Latest Economics NCERT Notes, Solutions and Extra Q & A (Class 9th to 12th) | |||||||||||||||||||
---|---|---|---|---|---|---|---|---|---|---|---|---|---|---|---|---|---|---|---|
9th | 10th | 11th | 12th |
Chapter 6 Correlation
In previous chapters, you have learned how to summarize large datasets and describe changes in variables. This chapter introduces the concept of **correlation**, which allows us to examine the relationship or association between two different variables. Understanding correlation helps us determine if the value of one variable tends to change when the value of another variable changes, whether they move in the same or opposite directions, and the strength of this relationship.
Introduction
Having covered data summarization and describing changes in single variables, this chapter focuses on exploring the connection between two distinct variables. The goal is to understand how two variables might influence or move together.
Types Of Relationship
Relationships between variables can take various forms. Some might suggest a cause-and-effect link (causation), like the relationship between the price of a commodity and the quantity demanded. Lower prices often lead to higher demand, while higher prices lead to lower demand. Similarly, low rainfall can be related to low agricultural productivity.
However, correlation does not necessarily imply causation. Some relationships might be coincidental, like the arrival of migratory birds and birth rates in a locality. The relationship between shoe size and the amount of money in your pocket is another such example of a lack of logical connection.
In other cases, a third variable might be influencing the relationship between two variables. For instance, a high number of ice cream sales might coincide with a higher number of deaths due to drowning. This isn't because eating ice cream causes drowning. Instead, a third factor, like rising temperature, leads both to increased ice cream sales and more people going swimming, potentially increasing drowning incidents. Thus, temperature is the underlying cause of the observed relationship between ice cream sales and drowning deaths.
What Does Correlation Measure?
Correlation is a statistical measure that studies and quantifies the **direction** and **intensity** of the relationship between variables. It specifically measures **covariation**, meaning how two variables tend to move together, but not necessarily a cause-and-effect relationship (causation).

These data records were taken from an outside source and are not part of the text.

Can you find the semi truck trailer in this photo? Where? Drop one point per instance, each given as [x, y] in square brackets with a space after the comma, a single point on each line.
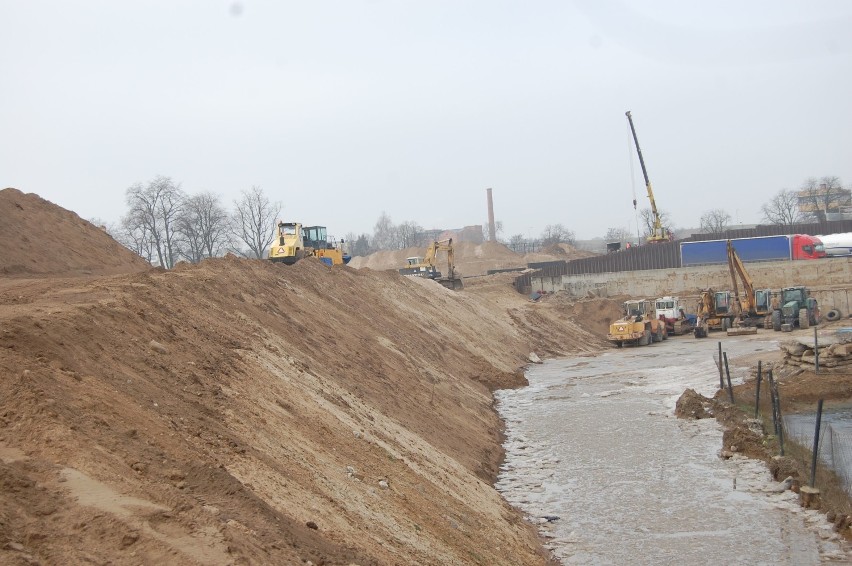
[763, 248]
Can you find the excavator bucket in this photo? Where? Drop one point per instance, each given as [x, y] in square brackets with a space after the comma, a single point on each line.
[454, 284]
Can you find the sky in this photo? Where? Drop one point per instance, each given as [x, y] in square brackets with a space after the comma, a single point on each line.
[343, 110]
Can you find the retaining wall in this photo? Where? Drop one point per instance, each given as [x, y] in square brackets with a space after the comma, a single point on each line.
[829, 280]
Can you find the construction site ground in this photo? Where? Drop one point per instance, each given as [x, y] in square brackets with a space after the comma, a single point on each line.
[244, 412]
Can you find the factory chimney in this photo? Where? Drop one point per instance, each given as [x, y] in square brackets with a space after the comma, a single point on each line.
[492, 229]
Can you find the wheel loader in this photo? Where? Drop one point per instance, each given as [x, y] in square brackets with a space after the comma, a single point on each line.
[639, 325]
[294, 242]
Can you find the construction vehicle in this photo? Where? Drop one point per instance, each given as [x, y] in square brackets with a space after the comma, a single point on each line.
[639, 325]
[796, 308]
[658, 233]
[294, 242]
[716, 311]
[672, 312]
[753, 308]
[427, 266]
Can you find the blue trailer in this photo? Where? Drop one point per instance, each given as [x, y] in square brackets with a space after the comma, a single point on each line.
[713, 252]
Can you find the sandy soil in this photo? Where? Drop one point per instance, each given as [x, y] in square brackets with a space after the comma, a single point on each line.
[240, 412]
[243, 412]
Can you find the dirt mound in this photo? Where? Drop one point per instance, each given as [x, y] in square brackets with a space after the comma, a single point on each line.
[39, 237]
[471, 259]
[239, 411]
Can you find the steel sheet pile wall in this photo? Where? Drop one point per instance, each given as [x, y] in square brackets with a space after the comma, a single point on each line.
[652, 256]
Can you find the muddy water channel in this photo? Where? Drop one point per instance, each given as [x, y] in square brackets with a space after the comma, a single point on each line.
[595, 456]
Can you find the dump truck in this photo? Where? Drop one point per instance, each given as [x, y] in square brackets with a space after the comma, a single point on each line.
[672, 312]
[427, 266]
[639, 325]
[294, 242]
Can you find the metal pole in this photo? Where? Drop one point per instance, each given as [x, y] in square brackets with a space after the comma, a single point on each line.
[816, 352]
[728, 373]
[780, 420]
[816, 443]
[772, 402]
[757, 390]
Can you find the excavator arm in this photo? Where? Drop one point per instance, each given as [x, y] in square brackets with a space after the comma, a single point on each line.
[738, 272]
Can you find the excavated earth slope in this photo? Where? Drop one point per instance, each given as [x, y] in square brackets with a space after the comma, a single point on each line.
[239, 411]
[471, 259]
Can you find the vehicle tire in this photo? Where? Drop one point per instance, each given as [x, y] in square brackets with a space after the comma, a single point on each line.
[832, 315]
[804, 319]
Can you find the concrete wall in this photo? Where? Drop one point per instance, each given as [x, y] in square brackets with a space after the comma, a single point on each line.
[830, 281]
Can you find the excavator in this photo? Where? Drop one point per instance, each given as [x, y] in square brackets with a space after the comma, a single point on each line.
[294, 242]
[427, 266]
[658, 233]
[754, 306]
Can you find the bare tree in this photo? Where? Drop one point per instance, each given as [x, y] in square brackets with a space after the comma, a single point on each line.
[409, 235]
[133, 235]
[783, 209]
[359, 245]
[819, 197]
[557, 234]
[154, 209]
[715, 221]
[647, 218]
[384, 233]
[255, 219]
[205, 226]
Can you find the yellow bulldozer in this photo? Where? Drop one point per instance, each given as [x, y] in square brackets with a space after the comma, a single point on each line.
[427, 266]
[294, 242]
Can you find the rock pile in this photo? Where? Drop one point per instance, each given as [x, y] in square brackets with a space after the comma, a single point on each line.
[835, 352]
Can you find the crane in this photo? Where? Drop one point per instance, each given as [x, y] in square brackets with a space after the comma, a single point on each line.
[658, 233]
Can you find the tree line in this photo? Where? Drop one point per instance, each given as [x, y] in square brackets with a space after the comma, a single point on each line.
[164, 224]
[811, 202]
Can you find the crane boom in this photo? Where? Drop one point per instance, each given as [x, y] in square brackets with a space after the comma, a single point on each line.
[657, 233]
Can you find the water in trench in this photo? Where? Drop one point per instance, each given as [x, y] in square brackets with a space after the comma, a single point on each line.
[595, 456]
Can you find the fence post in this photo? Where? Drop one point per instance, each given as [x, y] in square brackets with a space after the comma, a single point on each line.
[816, 352]
[757, 391]
[772, 402]
[728, 374]
[816, 443]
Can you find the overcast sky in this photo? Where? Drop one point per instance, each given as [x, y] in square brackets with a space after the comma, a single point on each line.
[343, 109]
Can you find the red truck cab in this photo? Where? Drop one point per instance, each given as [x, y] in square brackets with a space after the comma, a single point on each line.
[804, 246]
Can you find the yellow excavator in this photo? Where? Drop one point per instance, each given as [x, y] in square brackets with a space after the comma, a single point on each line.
[427, 266]
[754, 307]
[658, 233]
[294, 242]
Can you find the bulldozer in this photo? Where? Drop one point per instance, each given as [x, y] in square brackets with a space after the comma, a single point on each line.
[427, 266]
[639, 325]
[294, 242]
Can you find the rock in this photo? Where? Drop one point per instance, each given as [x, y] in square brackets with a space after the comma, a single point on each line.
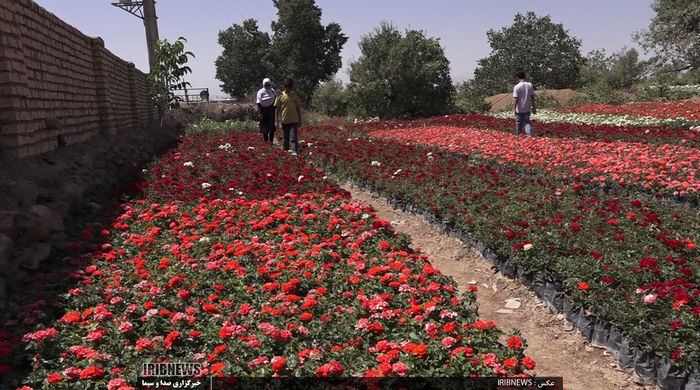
[34, 257]
[85, 161]
[18, 281]
[5, 252]
[9, 220]
[31, 230]
[568, 326]
[47, 217]
[513, 303]
[73, 194]
[24, 193]
[3, 293]
[60, 208]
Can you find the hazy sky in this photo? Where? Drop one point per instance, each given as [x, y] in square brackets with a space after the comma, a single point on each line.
[461, 25]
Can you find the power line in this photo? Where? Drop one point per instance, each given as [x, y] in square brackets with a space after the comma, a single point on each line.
[268, 16]
[229, 5]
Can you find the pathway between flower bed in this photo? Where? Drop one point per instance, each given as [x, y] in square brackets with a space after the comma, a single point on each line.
[557, 352]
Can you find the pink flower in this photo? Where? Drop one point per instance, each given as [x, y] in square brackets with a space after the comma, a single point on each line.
[490, 360]
[400, 369]
[125, 327]
[650, 298]
[499, 369]
[447, 342]
[116, 384]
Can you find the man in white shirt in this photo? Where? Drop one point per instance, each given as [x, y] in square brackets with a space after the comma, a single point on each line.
[523, 104]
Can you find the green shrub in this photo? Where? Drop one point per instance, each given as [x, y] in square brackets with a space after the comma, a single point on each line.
[330, 98]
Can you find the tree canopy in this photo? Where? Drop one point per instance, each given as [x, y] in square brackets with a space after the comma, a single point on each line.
[545, 51]
[673, 35]
[300, 47]
[399, 75]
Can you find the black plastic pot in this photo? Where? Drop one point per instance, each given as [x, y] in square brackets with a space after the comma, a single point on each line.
[670, 377]
[538, 287]
[626, 357]
[614, 341]
[586, 324]
[601, 333]
[693, 381]
[573, 315]
[558, 301]
[549, 291]
[645, 368]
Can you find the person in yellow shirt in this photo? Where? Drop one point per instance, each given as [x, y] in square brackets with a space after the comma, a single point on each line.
[288, 114]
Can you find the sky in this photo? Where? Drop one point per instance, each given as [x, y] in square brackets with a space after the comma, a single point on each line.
[461, 26]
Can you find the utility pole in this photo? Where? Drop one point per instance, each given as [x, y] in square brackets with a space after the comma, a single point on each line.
[145, 10]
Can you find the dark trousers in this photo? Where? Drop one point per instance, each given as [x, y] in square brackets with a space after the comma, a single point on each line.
[267, 123]
[291, 133]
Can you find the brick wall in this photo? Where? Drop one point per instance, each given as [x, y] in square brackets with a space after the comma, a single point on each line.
[56, 81]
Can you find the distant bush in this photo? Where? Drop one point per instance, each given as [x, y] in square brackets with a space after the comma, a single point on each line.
[471, 105]
[330, 98]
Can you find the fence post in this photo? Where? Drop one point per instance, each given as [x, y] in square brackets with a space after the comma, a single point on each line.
[133, 95]
[16, 137]
[104, 102]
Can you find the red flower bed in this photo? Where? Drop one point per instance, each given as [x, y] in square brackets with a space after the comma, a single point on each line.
[651, 166]
[306, 284]
[609, 250]
[602, 133]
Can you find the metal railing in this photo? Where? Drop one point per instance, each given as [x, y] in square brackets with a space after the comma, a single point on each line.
[193, 95]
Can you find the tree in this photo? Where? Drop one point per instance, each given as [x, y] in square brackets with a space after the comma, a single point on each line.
[542, 49]
[245, 60]
[625, 70]
[673, 35]
[303, 48]
[330, 98]
[400, 75]
[300, 48]
[597, 65]
[167, 74]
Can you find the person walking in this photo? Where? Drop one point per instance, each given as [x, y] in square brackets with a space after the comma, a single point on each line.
[523, 104]
[266, 110]
[288, 114]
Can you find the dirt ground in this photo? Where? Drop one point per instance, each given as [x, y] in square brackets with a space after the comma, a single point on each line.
[499, 102]
[556, 351]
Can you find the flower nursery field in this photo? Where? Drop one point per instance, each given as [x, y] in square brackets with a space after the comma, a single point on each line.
[250, 261]
[256, 263]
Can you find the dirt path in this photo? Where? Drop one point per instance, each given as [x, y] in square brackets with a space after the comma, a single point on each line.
[556, 351]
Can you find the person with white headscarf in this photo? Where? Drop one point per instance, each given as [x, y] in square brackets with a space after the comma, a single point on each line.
[266, 110]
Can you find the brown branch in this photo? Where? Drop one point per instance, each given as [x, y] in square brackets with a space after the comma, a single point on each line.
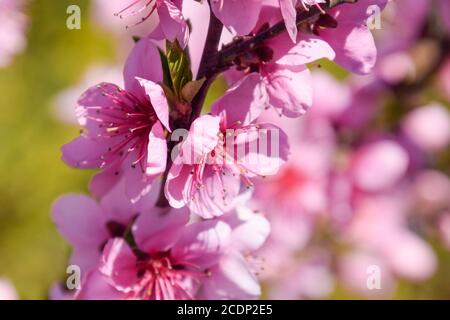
[214, 62]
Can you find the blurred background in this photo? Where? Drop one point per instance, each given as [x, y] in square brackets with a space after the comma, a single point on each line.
[41, 80]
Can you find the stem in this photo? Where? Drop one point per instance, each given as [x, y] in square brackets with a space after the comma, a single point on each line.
[206, 69]
[214, 62]
[224, 60]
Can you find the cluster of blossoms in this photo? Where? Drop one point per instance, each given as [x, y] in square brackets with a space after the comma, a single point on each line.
[169, 216]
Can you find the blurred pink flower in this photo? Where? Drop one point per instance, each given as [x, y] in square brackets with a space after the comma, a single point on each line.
[310, 277]
[428, 127]
[13, 23]
[431, 189]
[379, 165]
[7, 290]
[88, 225]
[240, 16]
[125, 134]
[171, 24]
[289, 12]
[64, 102]
[355, 268]
[351, 39]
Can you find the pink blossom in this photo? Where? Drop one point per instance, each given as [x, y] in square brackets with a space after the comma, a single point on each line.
[238, 15]
[309, 278]
[13, 24]
[125, 134]
[289, 12]
[351, 39]
[281, 66]
[379, 165]
[416, 126]
[356, 269]
[431, 189]
[7, 290]
[172, 25]
[88, 225]
[208, 171]
[175, 261]
[63, 108]
[444, 229]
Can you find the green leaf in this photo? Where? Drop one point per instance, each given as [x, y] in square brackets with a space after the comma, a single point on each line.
[179, 67]
[166, 71]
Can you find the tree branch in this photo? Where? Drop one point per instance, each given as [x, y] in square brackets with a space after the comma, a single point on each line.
[214, 62]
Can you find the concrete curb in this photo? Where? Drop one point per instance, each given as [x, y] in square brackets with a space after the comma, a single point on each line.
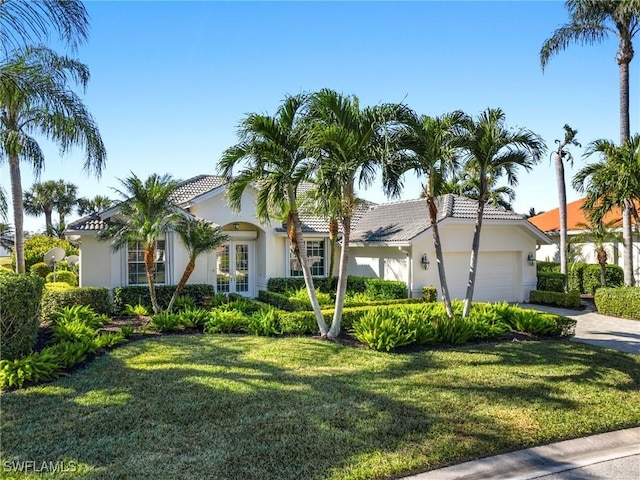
[547, 459]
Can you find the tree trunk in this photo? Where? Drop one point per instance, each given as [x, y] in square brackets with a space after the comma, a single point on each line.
[343, 274]
[188, 270]
[627, 241]
[433, 216]
[301, 254]
[562, 210]
[150, 265]
[18, 211]
[48, 221]
[473, 264]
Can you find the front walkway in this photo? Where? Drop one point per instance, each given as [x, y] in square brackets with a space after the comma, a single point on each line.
[601, 330]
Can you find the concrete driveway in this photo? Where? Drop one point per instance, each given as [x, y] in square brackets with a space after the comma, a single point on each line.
[610, 332]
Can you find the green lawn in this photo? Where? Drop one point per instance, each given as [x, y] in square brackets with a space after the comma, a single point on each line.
[243, 407]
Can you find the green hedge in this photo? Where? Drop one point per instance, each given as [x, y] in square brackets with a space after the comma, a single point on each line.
[551, 282]
[619, 302]
[55, 299]
[559, 299]
[20, 297]
[140, 294]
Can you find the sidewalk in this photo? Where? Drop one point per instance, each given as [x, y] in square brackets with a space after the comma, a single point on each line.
[613, 455]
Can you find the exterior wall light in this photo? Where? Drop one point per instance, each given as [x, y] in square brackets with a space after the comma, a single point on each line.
[531, 258]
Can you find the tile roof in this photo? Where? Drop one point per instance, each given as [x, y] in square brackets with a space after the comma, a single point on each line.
[550, 221]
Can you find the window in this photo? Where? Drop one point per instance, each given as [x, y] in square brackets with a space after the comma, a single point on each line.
[316, 256]
[136, 271]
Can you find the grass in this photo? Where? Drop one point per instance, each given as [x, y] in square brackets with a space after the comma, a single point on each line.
[230, 407]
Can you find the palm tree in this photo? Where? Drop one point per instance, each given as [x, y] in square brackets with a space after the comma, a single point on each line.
[39, 199]
[599, 234]
[613, 182]
[93, 206]
[349, 143]
[563, 155]
[35, 98]
[492, 150]
[426, 145]
[592, 21]
[274, 160]
[65, 200]
[24, 22]
[146, 213]
[198, 237]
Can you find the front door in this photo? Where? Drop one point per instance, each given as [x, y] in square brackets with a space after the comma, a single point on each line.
[233, 272]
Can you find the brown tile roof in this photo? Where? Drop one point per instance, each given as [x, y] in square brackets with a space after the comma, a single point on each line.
[550, 221]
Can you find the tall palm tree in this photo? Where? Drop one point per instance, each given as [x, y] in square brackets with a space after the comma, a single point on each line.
[274, 160]
[349, 143]
[36, 98]
[40, 199]
[591, 22]
[493, 150]
[146, 213]
[198, 237]
[93, 206]
[426, 145]
[25, 22]
[65, 200]
[563, 155]
[598, 233]
[613, 182]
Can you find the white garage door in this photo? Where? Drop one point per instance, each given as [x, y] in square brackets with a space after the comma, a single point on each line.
[498, 277]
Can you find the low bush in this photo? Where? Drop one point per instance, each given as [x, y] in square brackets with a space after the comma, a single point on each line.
[430, 294]
[226, 321]
[55, 299]
[264, 323]
[140, 294]
[614, 277]
[20, 297]
[564, 300]
[40, 269]
[618, 302]
[63, 276]
[551, 282]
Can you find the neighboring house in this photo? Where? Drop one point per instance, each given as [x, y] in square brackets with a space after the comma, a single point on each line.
[549, 223]
[389, 241]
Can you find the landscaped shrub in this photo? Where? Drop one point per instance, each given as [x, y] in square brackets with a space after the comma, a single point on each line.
[558, 299]
[133, 295]
[226, 321]
[54, 299]
[619, 302]
[614, 277]
[40, 269]
[385, 289]
[551, 282]
[430, 294]
[20, 297]
[166, 322]
[383, 329]
[36, 246]
[264, 323]
[63, 276]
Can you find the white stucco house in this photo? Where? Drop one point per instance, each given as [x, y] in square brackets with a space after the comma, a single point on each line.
[389, 241]
[549, 223]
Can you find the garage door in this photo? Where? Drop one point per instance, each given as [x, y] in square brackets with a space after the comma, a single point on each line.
[498, 277]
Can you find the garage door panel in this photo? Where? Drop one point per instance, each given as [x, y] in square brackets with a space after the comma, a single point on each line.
[497, 277]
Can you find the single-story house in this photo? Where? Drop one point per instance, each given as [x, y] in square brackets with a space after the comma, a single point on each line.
[549, 223]
[388, 241]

If a correlation exists between two variables, say X and Y, it means that when the value of X changes in a certain direction, the value of Y tends to change in a predictable way – either in the same direction (positive correlation) or the opposite direction (negative correlation).
For simplicity, correlation analysis often focuses on **linear relationships**, where the movement between the two variables can be approximated by a straight line when plotted on a graph.
Types Of Correlation
Correlation is commonly classified into two main types:
- Positive Correlation: Occurs when two variables move together in the same direction. If one variable increases, the other also tends to increase; if one decreases, the other also tends to decrease. Examples: When income rises, consumption tends to rise; higher temperatures are related to increased sales of ice cream.
- Negative Correlation: Occurs when two variables move in opposite directions. If one variable increases, the other tends to decrease, and vice versa. Examples: When the price of a good falls, its demand tends to increase; spending more time studying is related to a decrease in the chances of failing.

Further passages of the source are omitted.